【今週はこれを読め! エンタメ編】気持ちがぐらぐらする連作短編集〜大石大『死神を祀る』

文=松井ゆかり

 読んでいて気持ちがぐらぐらしてしまうような小説だった。この神社に参拝することは自殺と同じで、とんでもない→でも、認知症や病気で苦しむくらいなら安らかに死んでしまった方がいいかも...→いや、やっぱり生きていてこそだ→いやいや、でももし選べるなら...と、何度も堂々めぐりに。

 『死神を祀る』で物語の中心となっているのは、東北の架空都市・はるみ市にある名前も知られていない神社。死神を祀っているらしいその神社は、「祈りを捧げた人に極上の死を与えてくれる」「毎日欠かさずお参りに行くと、三十日目に祈りが死神に届き、その日の深夜〇時ちょうどに、この世のものとは思えないほどの恍惚を感じながら命を閉じることができる」と評判のスポット。もともとは地元で密かな噂になっている程度だったが、ある参拝者が書き遺した文章がネット上で話題になったことで、はるみを訪れる人々が急増することに。

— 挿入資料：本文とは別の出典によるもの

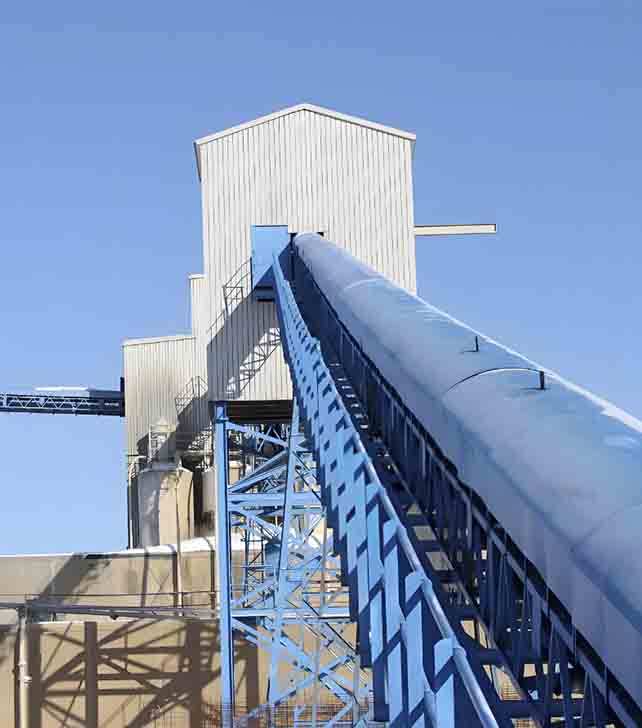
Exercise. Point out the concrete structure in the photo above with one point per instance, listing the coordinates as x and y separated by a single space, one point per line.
307 168
304 169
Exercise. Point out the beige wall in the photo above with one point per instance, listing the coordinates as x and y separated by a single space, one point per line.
313 171
134 673
125 673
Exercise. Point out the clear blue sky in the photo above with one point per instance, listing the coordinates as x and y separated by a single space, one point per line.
526 114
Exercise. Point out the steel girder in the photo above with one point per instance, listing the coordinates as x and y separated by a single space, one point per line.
420 671
279 582
517 624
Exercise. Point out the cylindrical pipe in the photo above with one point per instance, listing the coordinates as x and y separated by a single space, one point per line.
24 678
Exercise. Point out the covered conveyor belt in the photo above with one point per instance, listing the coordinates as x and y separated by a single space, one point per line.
532 485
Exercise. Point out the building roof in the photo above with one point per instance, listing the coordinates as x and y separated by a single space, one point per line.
409 136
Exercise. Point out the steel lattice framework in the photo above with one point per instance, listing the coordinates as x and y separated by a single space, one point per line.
511 620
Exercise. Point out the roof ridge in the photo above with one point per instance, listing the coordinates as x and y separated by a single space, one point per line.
306 106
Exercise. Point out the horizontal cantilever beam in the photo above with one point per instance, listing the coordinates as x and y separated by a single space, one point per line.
482 229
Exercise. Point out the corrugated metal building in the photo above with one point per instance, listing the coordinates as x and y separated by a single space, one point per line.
307 168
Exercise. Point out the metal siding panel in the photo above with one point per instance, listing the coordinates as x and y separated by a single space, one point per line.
311 172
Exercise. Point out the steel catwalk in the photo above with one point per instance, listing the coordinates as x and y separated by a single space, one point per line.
558 467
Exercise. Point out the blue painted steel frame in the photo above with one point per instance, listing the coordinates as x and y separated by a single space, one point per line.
390 594
526 621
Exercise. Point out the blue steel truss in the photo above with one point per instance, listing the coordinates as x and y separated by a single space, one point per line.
421 673
514 621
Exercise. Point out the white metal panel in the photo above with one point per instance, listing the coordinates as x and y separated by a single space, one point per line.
311 171
156 372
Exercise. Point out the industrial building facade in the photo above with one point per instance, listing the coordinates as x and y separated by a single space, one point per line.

 本書は連作短編集。真剣に死を望む者、生と死の間で迷う者、知らぬ間に巻き込まれている者...と、登場人物たちの事情もさまざまだ。例えば第一話の「私の神様」、晴海高校2年の未莉・舞子・友紀奈は同じ中学の出身。未莉と友紀奈は当時から同じ演劇部員で親しくしていたが、舞子は今年度同じクラスになって初めてよく話すようになった。舞子は女子バスケ部で期待のエースだったけれども、祖母を介護するために中2の終わりに部活を辞めていた。未莉は自分から立候補して文化祭での劇の主役を射止めたものの、中学のときに舞台で大失敗したトラウマがあり、うまく演じられるだろうかと常に不安に苛まれている。未莉は「毎朝レンタカーで神社を訪れ、いつも和菓子を供えて参拝しているらしい」老夫婦の噂を聞きつけ、自分も神頼みをしようと思い立ち...。

 10代の頃の友情は得難いものだ。しかしながら、若さゆえに相手への思いやりや配慮といったものが行き届かないことも往々にして起こり得る。舞子には未莉の悩みがぜいたくなものに見えていたのだろう。未莉の悩みはあくまでも本人だけのもので、勇気を出せば解消する種類のものであるが、自分の場合は祖母がいる限りこの状況から逃れられないのだと。未莉も自分のことで手一杯ということもあり、高校生という若さで介護要員とされる友だちの辛さに思いが至らない部分があるような印象。第一話から発生したモヤモヤした感情は、全編を通じて心に残り続けた。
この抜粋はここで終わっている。